Director: Maggie Gyllenhaal
Starring: Olivia Colman, Dakota Johnson, Jessie Buckley, Paul Mescal, Dagmara Dominczyk, Jack Farthing, Oliver Jackson-Cohen, Peter Sarsgaard, Ed Harris
Certificate: 15
Run Time: 121 mins
The Lost Daughter is the directorial debut from actress Maggie Gyllenhaal based on a 2006 novel of the same name by Elena Ferrante. It follows a middle-aged professor Leda Caruso who is holidaying in Greece. She is clearly carrying a lot of emotional baggage and we learn that she’s had a rocky relationship with her children due to her finding motherhood unwieldy. When she is resting on a beach, a fellow holidaymaker Nina (Dakota Johnson) notices her young child goes momentarily missing. Leda finds her and reunites her with her mother but the girl has lost her prized doll, which causes her distress. It is revealed that Leda has taken the doll, for god knows whatever reason, and is a theme that recurs time and again throughout. Gyllenhaal explores the parallels with Leda’s complicated experiences in her life with her Greek holiday.

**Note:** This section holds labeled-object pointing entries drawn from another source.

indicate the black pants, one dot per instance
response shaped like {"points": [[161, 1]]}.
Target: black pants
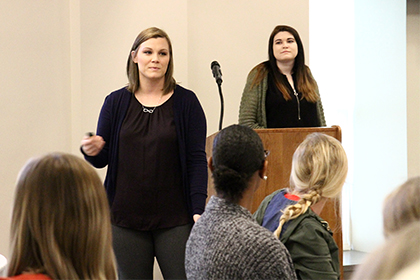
{"points": [[135, 252]]}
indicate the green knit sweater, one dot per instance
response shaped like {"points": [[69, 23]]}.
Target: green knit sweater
{"points": [[252, 110]]}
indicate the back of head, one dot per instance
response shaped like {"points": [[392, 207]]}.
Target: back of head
{"points": [[398, 252], [319, 170], [402, 206], [60, 222], [237, 154], [319, 164]]}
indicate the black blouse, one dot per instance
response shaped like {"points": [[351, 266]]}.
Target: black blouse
{"points": [[149, 193], [283, 113]]}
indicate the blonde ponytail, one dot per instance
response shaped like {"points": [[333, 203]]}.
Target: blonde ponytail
{"points": [[319, 169]]}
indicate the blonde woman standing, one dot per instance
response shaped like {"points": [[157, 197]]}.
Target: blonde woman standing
{"points": [[151, 135], [319, 169], [60, 223]]}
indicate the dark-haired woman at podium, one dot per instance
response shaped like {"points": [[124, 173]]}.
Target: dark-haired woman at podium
{"points": [[281, 92]]}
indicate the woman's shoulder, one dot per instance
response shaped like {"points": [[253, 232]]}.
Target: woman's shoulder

The Lost Daughter is a strange film and whilst it’s never boring, I struggled to connect with the characters. Whilst Olivia Colman’s performance is typically excellent as Leda, her character is deeply troubled and unlikeable. That’s not a problem in itself as there are plenty of excellent deceitful characters in film but Gyllenhaal fails to fully explore the ideas she sets up. There are some interesting notions on motherhood, such as the under-explored idea that a mother may not always like her children, which the film is on the cusp of unpacking.
Jesse Buckley plays Leda in her younger years and like Colman, has received lots of awards attention for her performance. I thought Buckley’s performance was terrible. Her British accent constantly slips and slides and she’s totally unconvincing as a young mother. Of the rest of the cast, Ed Harris is fine but isn’t given a great deal to work with and Dakota Johnson is underused as the young mother and her difficult familial situation is also under-explored.
Whilst The Lost Daughter is far from a conventional debut in its ambitious narrative and unsettling tone, Gylllenhaal’s debut is ultimately disappointing in that it fails to fully explore its themes. I’m surprised the film has resonated with critics as much as it has. The Lost Daughter is drawn-out, tedious and unfortunately doesn’t hang together.